In sage, using the trick of differentiating from the answer by @stevengregory:

var("a,b,d,e,f,A,B,C,D,S1,S2")
eq1=(a*A+b*B)^2+d*A+e*B+f==0
eq2=(a*C+b*D)^2+d*C+e*D+f==0
eq3=2*(a*A+b*B)*(a+b*S1)+d+e*S1==0
eq4=2*(a*C+b*D)*(a+b*S2)+d+e*S2==0
solve([eq1,eq2,eq3,eq4],a,b,d,e,f)

$(\frac{BC-AD-(B-D)x+(A-C)y}{B-D})^2=0$

As you can see you get the double line through the two points. This is because technically a double line is tangent where it intersects.

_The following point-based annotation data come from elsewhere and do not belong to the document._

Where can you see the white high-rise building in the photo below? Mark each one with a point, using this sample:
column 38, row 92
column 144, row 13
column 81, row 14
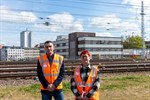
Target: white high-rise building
column 26, row 39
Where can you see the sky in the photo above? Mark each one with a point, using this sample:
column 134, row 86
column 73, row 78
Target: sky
column 115, row 18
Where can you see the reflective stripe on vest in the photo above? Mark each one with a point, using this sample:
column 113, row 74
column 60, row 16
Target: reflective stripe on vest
column 88, row 84
column 51, row 71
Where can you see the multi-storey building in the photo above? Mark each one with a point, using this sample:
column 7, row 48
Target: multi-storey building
column 31, row 53
column 100, row 47
column 25, row 39
column 61, row 46
column 9, row 53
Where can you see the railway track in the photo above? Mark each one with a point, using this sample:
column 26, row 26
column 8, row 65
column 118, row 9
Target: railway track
column 28, row 69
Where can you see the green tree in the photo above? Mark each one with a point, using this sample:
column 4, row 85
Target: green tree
column 133, row 42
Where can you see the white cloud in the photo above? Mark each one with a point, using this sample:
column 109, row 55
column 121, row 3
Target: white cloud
column 62, row 22
column 18, row 17
column 114, row 23
column 107, row 34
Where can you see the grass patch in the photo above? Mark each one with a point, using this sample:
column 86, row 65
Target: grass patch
column 123, row 82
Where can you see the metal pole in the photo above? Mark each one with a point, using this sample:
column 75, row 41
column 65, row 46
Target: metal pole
column 142, row 29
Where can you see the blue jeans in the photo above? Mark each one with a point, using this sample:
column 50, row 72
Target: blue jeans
column 58, row 95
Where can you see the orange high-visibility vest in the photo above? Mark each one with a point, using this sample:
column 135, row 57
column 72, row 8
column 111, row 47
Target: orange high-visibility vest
column 51, row 72
column 87, row 86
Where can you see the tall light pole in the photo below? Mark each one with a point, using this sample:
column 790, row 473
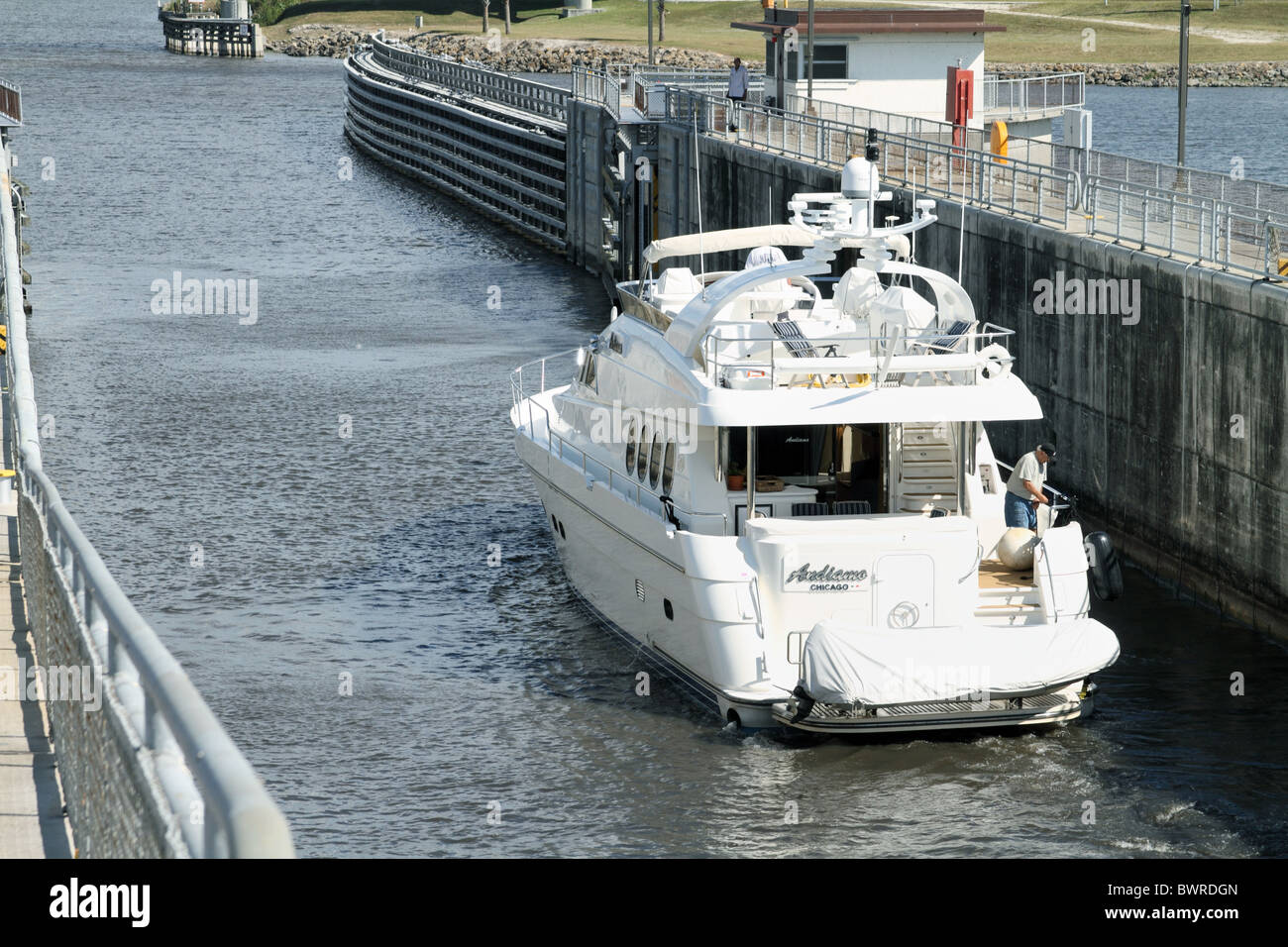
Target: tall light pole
column 649, row 4
column 1183, row 84
column 809, row 60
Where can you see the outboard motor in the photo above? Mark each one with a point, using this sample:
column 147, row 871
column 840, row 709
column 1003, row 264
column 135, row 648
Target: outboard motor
column 1103, row 566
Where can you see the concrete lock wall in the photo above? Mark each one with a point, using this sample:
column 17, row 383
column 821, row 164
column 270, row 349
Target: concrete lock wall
column 1170, row 428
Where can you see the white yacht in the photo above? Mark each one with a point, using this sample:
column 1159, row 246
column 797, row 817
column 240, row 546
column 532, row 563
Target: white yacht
column 787, row 499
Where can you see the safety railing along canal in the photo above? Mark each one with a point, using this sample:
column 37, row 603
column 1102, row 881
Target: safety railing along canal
column 150, row 772
column 523, row 94
column 1228, row 234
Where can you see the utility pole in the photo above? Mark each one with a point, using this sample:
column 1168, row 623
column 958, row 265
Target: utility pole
column 1183, row 82
column 809, row 60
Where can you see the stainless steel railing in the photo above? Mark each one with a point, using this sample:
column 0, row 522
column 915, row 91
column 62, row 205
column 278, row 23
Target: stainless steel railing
column 1229, row 234
column 1018, row 95
column 151, row 772
column 932, row 167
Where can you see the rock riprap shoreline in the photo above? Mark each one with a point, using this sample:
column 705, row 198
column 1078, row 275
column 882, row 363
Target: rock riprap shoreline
column 496, row 52
column 559, row 55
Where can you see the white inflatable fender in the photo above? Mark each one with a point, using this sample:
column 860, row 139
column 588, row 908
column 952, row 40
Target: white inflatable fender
column 997, row 361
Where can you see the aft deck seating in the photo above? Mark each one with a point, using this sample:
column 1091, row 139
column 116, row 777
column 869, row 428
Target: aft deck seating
column 851, row 508
column 799, row 346
column 809, row 509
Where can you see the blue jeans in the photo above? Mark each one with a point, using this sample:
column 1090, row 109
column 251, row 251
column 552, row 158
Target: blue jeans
column 1020, row 512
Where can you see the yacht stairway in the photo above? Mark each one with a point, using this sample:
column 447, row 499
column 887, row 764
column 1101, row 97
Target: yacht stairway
column 926, row 470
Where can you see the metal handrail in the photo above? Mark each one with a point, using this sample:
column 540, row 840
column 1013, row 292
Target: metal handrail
column 934, row 167
column 167, row 715
column 1017, row 95
column 1205, row 228
column 496, row 86
column 1229, row 234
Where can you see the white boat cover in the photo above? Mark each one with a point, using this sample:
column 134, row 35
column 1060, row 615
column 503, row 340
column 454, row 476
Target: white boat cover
column 849, row 664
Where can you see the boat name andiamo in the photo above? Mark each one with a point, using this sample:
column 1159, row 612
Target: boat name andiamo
column 825, row 579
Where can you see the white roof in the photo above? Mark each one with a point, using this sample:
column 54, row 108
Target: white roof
column 751, row 237
column 1001, row 399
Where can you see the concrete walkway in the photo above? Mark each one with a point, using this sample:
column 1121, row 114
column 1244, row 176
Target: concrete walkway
column 31, row 800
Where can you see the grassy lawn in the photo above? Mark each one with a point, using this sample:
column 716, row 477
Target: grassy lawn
column 706, row 25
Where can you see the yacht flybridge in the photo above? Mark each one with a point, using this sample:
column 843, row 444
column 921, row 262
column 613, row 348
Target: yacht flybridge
column 787, row 497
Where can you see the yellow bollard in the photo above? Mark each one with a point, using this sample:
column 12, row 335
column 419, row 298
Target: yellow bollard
column 999, row 141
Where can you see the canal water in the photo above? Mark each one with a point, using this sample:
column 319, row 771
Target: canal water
column 308, row 504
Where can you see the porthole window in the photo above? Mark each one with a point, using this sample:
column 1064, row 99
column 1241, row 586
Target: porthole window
column 642, row 460
column 630, row 446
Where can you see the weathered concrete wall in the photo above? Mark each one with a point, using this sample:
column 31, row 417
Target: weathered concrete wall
column 1170, row 429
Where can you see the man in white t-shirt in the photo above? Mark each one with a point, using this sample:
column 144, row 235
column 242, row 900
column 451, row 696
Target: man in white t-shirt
column 738, row 81
column 1024, row 487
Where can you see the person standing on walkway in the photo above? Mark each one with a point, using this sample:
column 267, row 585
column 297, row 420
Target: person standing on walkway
column 738, row 81
column 1024, row 487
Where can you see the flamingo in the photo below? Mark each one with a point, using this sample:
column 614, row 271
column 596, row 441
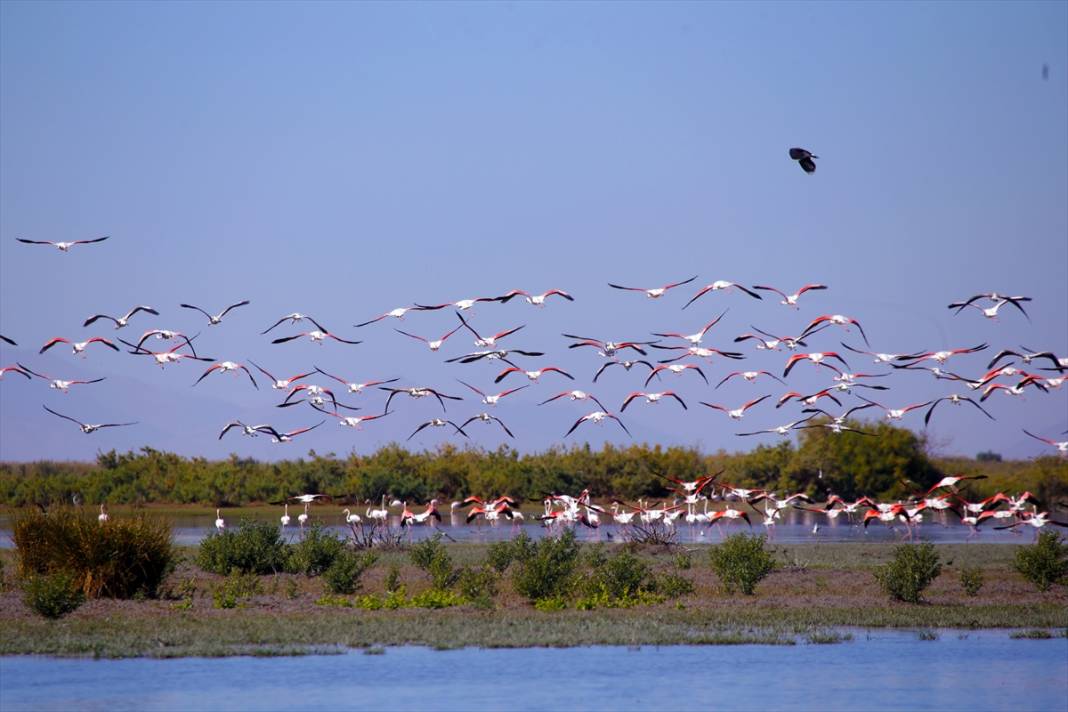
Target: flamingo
column 63, row 247
column 535, row 300
column 486, row 342
column 836, row 320
column 956, row 400
column 356, row 388
column 285, row 437
column 804, row 159
column 78, row 348
column 767, row 342
column 627, row 365
column 216, row 319
column 492, row 399
column 121, row 321
column 438, row 423
column 292, row 318
column 677, row 369
column 655, row 293
column 281, row 383
column 781, row 430
column 224, row 366
column 791, row 300
column 57, row 383
column 418, row 392
column 434, row 345
column 737, row 413
column 596, row 417
column 87, row 427
column 395, row 314
column 817, row 358
column 486, row 417
column 750, row 376
column 532, row 375
column 1061, row 446
column 316, row 336
column 653, row 398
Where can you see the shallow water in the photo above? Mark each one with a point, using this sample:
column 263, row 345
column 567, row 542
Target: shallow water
column 795, row 527
column 877, row 670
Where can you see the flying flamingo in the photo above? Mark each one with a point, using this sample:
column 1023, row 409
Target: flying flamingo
column 63, row 247
column 486, row 342
column 596, row 417
column 535, row 300
column 121, row 321
column 216, row 319
column 655, row 293
column 57, row 383
column 1062, row 446
column 434, row 345
column 749, row 376
column 87, row 427
column 356, row 388
column 627, row 365
column 653, row 398
column 395, row 314
column 737, row 413
column 532, row 375
column 791, row 300
column 283, row 383
column 837, row 320
column 492, row 399
column 677, row 369
column 956, row 400
column 486, row 417
column 78, row 348
column 224, row 366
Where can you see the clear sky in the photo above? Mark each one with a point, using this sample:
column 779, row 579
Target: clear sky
column 345, row 159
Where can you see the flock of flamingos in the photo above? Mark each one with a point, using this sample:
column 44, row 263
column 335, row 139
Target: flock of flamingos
column 1011, row 372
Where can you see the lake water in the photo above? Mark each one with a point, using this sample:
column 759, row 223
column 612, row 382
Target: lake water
column 796, row 526
column 877, row 670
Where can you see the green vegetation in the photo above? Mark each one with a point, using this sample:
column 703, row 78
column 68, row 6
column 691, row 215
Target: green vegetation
column 912, row 570
column 971, row 580
column 1045, row 563
column 250, row 548
column 877, row 467
column 741, row 563
column 120, row 558
column 52, row 596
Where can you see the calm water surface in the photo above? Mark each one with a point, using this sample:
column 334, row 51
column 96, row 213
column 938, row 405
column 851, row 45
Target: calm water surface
column 877, row 670
column 796, row 527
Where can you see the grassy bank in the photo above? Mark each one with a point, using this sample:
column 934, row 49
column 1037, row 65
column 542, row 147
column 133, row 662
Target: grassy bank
column 815, row 589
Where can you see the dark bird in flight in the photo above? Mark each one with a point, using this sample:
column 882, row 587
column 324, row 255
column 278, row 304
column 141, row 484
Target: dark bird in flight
column 804, row 158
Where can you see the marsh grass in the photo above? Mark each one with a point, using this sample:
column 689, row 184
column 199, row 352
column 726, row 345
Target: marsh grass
column 119, row 558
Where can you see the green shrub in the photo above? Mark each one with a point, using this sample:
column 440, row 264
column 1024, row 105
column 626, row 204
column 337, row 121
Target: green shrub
column 250, row 548
column 501, row 554
column 477, row 585
column 912, row 569
column 741, row 563
column 432, row 556
column 1045, row 563
column 315, row 552
column 971, row 580
column 235, row 588
column 52, row 596
column 343, row 576
column 121, row 558
column 548, row 571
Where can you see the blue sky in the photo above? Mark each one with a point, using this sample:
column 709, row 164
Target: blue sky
column 344, row 159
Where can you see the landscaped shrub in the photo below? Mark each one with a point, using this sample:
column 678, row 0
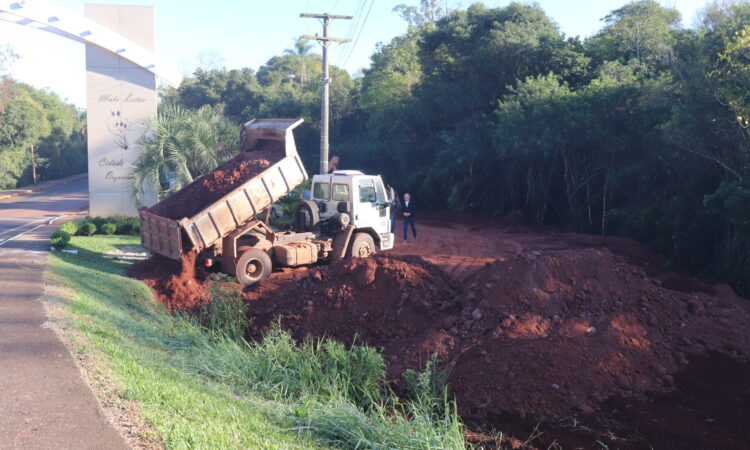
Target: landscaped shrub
column 69, row 227
column 108, row 228
column 60, row 238
column 128, row 225
column 122, row 224
column 87, row 229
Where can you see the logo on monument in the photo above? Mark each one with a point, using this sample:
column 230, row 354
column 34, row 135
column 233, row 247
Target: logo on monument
column 119, row 127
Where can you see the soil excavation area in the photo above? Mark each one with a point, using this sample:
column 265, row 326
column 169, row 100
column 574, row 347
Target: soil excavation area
column 588, row 338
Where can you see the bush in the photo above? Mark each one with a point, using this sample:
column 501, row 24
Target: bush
column 60, row 238
column 69, row 227
column 123, row 224
column 129, row 225
column 87, row 229
column 108, row 228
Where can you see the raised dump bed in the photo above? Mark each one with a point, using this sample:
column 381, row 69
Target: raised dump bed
column 210, row 208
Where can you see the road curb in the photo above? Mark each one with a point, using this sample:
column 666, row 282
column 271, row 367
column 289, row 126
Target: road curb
column 16, row 193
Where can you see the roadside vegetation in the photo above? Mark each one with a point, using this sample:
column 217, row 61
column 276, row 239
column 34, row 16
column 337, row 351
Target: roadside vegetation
column 195, row 382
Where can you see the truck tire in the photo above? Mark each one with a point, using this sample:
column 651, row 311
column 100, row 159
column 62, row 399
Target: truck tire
column 306, row 215
column 362, row 246
column 252, row 266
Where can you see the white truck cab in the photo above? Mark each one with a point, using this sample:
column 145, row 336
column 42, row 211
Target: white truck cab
column 362, row 197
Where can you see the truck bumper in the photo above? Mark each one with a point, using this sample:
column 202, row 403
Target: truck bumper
column 386, row 241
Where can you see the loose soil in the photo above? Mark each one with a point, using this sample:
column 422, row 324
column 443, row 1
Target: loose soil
column 177, row 284
column 589, row 338
column 204, row 191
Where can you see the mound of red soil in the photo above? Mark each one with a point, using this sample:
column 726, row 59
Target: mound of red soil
column 394, row 303
column 559, row 326
column 174, row 283
column 204, row 191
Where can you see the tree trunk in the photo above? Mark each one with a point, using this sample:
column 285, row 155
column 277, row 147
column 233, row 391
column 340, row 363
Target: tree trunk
column 604, row 204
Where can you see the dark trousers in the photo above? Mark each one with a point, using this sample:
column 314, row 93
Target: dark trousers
column 409, row 221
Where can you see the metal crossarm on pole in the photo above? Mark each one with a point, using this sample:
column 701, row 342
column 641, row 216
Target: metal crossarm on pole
column 324, row 40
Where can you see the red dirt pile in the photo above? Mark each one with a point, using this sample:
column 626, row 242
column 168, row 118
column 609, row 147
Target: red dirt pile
column 204, row 191
column 559, row 325
column 396, row 303
column 546, row 334
column 174, row 283
column 558, row 333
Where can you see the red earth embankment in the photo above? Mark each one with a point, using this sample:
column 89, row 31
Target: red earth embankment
column 204, row 191
column 537, row 326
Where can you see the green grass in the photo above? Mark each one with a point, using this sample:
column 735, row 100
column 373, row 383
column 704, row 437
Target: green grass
column 201, row 386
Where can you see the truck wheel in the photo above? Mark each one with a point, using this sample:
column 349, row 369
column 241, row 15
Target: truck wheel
column 306, row 215
column 362, row 246
column 252, row 266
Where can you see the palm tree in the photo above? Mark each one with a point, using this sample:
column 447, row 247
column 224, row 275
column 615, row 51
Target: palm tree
column 301, row 49
column 179, row 146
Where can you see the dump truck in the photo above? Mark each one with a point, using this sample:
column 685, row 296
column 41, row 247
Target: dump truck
column 347, row 216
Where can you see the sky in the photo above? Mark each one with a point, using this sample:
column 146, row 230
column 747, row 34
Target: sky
column 246, row 33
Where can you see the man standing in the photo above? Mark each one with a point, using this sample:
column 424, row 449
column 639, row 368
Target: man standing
column 408, row 211
column 395, row 208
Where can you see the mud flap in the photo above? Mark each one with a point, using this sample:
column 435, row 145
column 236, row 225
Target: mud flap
column 341, row 243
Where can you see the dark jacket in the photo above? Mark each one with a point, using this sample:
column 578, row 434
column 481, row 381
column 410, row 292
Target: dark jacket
column 410, row 209
column 395, row 206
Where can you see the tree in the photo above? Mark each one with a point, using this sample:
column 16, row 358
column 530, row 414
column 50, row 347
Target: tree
column 179, row 146
column 427, row 13
column 641, row 30
column 24, row 123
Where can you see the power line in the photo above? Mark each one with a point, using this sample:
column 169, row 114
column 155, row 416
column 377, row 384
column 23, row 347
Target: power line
column 325, row 41
column 352, row 30
column 364, row 22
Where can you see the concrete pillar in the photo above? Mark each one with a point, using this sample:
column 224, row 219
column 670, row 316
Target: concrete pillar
column 120, row 96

$(ax+(-(A(S_1 + S_2) - C(S_1 + S_2) - 2B + 2D)a/(2AS_1S_2 - 2CS_1S_2 - B(S_1 + S_2) + D(S_1 + S_2)))y)^2+(-2(2A^3S_1^2S_2^2 + 2C^3S_1^2S_2^2 - 2(2S_1^2S_2 + S_1S_2^2)C^2D + 2(S_1^2 + 2S_1S_2)CD^2 - 2D^3S_1 - 2B^3S_2 - 2(CS_1^2S_2^2 - DS_1S_2^2)A^2 + (2(2S_1S_2 + S_2^2)A + (S_1^2 - 2S_1S_2 - S_2^2)C - 2D(S_1 - 2S_2))B^2 - (2C^2S_1^2S_2^2 - 4CDS_1^2S_2 + (S_1^2 + 2S_1S_2 - S_2^2)D^2)A + (2C^2S_1^2S_2 - 2(S_1^2S_2 + 2S_1S_2^2)A^2 - (3S_1^2 + 2S_1S_2 - S_2^2)CD + 2D^2(2S_1 - S_2) + (4CS_1S_2^2 + (S_1^2 - 2S_1S_2 - 3S_2^2)D)A)B)a^2/(4A^2S_1^2S_2^2 + 4C^2S_1^2S_2^2 + (S_1^2 + 2S_1S_2 + S_2^2)B^2 - 4(S_1^2S_2 + S_1S_2^2)CD + (S_1^2 + 2S_1S_2 + S_2^2)D^2 - 4(2CS_1^2S_2^2 - (S_1^2S_2 + S_1S_2^2)D)A - 2(2(S_1^2S_2 + S_1S_2^2)A - 2(S_1^2S_2 + S_1S_2^2)C + (S_1^2 + 2S_1S_2 + S_2^2)D)B))x+(2(2A^3S_1^2S_2 + 2C^3S_1S_2^2 - 2(2S_1S_2 + S_2^2)C^2D + 2CD^2(S_1 + 2S_2) - (2(2S_1^2S_2 - S_1S_2^2)C - (S_1^2 + 2S_1S_2 - S_2^2)D)A^2 + 2(A(2S_1 + S_2) - CS_1 + D)B^2 - 2B^3 - 2D^3 + (2(S_1^2S_2 - 2S_1S_2^2)C^2 - (S_1^2 - 2S_1S_2 - 3S_2^2)CD - 2D^2S_2)A - (2(S_1^2 + 2S_1S_2)A^2 + (S_1^2 - 2S_1S_2 - S_2^2)C^2 + 4CDS_2 - ((3S_1^2 + 2S_1S_2 - S_2^2)C - 4DS_1)A - 2D^2)B)a^2/(4A^2S_1^2S_2^2 + 4C^2S_1^2S_2^2 + (S_1^2 + 2S_1S_2 + S_2^2)B^2 - 4(S_1^2S_2 + S_1S_2^2)CD + (S_1^2 + 2S_1S_2 + S_2^2)D^2 - 4(2CS_1^2S_2^2 - (S_1^2S_2 + S_1S_2^2)D)A - 2(2(S_1^2S_2 + S_1S_2^2)A - 2(S_1^2S_2 + S_1S_2^2)C + (S_1^2 + 2S_1S_2 + S_2^2)D)B))y+((4(CS_1^2S_2^2 - DS_1^2S_2)A^3 - 4(CS_2 - D)B^3 - (8C^2S_1^2S_2^2 - 4(3S_1^2S_2 + S_1S_2^2)CD + (3S_1^2 + 6S_1S_2 - S_2^2)D^2)A^2 + ((S_1^2 - 6S_1S_2 - 3S_2^2)C^2 + 4CD(S_1 + 3S_2) + 4((2S_1S_2 + S_2^2)C - D(2S_1 + S_2))A - 8D^2)B^2 + 4(C^3S_1^2S_2^2 - (2S_1^2S_2 + S_1S_2^2)C^2D + (S_1^2 + 2S_1S_2)CD^2 - D^3S_1)A - 2(2C^3S_1S_2^2 - 2(2S_1S_2 + S_2^2)C^2D + 2CD^2(S_1 + 2S_2) + 2((S_1^2S_2 + 2S_1S_2^2)C - (S_1^2 + 2S_1S_2)D)A^2 - 2D^3 - (2(S_1^2S_2 + 3S_1S_2^2)C^2 - (3S_1^2 + 10S_1S_2 + 3S_2^2)CD + 2D^2(3S_1 + S_2))A)B)a^2/(4A^2S_1^2S_2^2 + 4C^2S_1^2S_2^2 + (S_1^2 + 2S_1S_2 + S_2^2)B^2 - 4(S_1^2S_2 + S_1S_2^2)CD + (S_1^2 + 2S_1S_2 + S_2^2)D^2 - 4(2CS_1^2S_2^2 - (S_1^2S_2 + S_1S_2^2)D)A - 2(2(S_1^2S_2 + S_1S_2^2)A - 2(S_1^2S_2 + S_1S_2^2)C + (S_1^2 + 2S_1S_2 + S_2^2)D)B))=0$

The other solution is the unique parabola from your data.

For example for

A=-2
B=3
C=3
D=2
S1=-2
S2=1/2

we get

The problem is a degenerate case of the four conic sections through two points tangent to three lines in general position in ${\Bbb P}^2_{\Bbb C}$. The two points and two lines you supply are not in general position, since the points lie on the lines. But, since you seek a parabola, the line at infinity; $z=0$ is a third tangent line.